Todd Zwillich: Champ, Smokin’ Joe, I watched the film and saw how badly Ali did treat you in public. But he got under your skin and got you to fight back with words. He’d show up at your practice and get under your skin. Isn’t it possible that he was just trying to psych you out and he was just such a big personality that he was trying to psych you out in front of the whole world?

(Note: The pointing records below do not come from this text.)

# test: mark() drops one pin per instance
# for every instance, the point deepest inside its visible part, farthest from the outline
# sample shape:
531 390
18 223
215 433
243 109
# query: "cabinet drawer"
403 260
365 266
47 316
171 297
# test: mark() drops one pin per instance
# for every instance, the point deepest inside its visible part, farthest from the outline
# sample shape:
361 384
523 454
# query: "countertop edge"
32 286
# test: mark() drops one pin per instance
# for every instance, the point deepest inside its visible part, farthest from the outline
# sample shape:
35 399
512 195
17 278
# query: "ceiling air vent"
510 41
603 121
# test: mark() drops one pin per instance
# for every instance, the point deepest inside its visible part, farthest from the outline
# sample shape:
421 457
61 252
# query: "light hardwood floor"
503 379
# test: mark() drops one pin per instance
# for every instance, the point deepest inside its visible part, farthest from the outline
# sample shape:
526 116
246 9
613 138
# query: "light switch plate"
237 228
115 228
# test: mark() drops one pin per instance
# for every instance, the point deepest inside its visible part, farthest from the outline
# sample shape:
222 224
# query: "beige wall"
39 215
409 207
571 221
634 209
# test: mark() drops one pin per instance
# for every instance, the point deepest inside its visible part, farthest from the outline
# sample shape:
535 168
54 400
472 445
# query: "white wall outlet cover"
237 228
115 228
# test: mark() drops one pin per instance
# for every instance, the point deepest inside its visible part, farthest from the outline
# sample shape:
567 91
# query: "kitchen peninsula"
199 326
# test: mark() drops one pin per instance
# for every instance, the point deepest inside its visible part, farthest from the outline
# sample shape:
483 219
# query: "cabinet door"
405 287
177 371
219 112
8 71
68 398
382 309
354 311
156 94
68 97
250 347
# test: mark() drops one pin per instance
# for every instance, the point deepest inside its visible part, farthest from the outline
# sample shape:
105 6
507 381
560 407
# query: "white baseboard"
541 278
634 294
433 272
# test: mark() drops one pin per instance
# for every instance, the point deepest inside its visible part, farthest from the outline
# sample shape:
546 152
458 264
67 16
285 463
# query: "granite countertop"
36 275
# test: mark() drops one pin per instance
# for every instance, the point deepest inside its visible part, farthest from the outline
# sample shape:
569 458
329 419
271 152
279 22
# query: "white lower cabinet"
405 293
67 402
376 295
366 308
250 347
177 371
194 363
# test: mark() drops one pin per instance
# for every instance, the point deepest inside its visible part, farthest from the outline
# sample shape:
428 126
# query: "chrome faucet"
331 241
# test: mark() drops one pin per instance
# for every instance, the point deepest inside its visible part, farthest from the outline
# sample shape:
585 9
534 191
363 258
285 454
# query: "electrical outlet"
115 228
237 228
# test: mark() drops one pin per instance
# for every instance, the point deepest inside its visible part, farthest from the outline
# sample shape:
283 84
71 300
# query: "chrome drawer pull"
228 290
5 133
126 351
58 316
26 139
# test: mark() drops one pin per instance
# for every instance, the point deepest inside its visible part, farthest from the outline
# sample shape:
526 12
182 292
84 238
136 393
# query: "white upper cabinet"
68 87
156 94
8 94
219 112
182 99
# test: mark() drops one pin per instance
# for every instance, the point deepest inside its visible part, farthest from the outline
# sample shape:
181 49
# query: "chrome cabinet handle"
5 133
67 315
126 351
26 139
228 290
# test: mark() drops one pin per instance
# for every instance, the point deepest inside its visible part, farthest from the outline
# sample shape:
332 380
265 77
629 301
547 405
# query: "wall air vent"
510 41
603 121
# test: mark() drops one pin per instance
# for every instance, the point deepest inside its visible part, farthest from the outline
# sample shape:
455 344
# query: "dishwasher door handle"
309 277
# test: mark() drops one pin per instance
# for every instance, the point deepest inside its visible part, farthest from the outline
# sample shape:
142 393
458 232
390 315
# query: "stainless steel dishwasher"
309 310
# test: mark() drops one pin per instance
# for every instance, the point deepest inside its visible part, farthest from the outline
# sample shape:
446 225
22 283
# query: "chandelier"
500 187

Joe Frazier: I guess that’s his way of handling himself along with his opponent. And that’s what we were at the time. I didn’t pay any attention to it at the time. I went on and did my job the best as it could be done. I went on and got myself in shape that I can go. So I really don’t pay attention to what he’s saying, you know what I mean? My daddy told me if a wagon go down the road making a lot of noise, it’s got to be empty. So therefore these things that he would put together on the time that he would perform together and rhyming were talk. So I didn’t pay that much attention to what was going on.
Todd Zwillich: It seemed like with you leading up to the fight in ’75 that it was almost the same setup as Foreman in Kinshasa in ’74. It was like a wrestling match. You had the face and the heel. Ali was the face, he was the “good guy” in front of the world and Foreman was the heel. And he tried to make you a heel in the same way.
Joe Frazier: We look at this the same way that everyone else does. Go and get the job done and pay no attention to it. He said he was handsome than most everybody else in the whole world. I’ve seen a lot of fine guys, you know? I’ve seen ugly guys do a little better than he does.
John Dower: People do excuse a lot of Ali’s behavior.
Todd Zwillich: John we’ve got to wrap. But I encourage everyone to watch this film tomorrow night.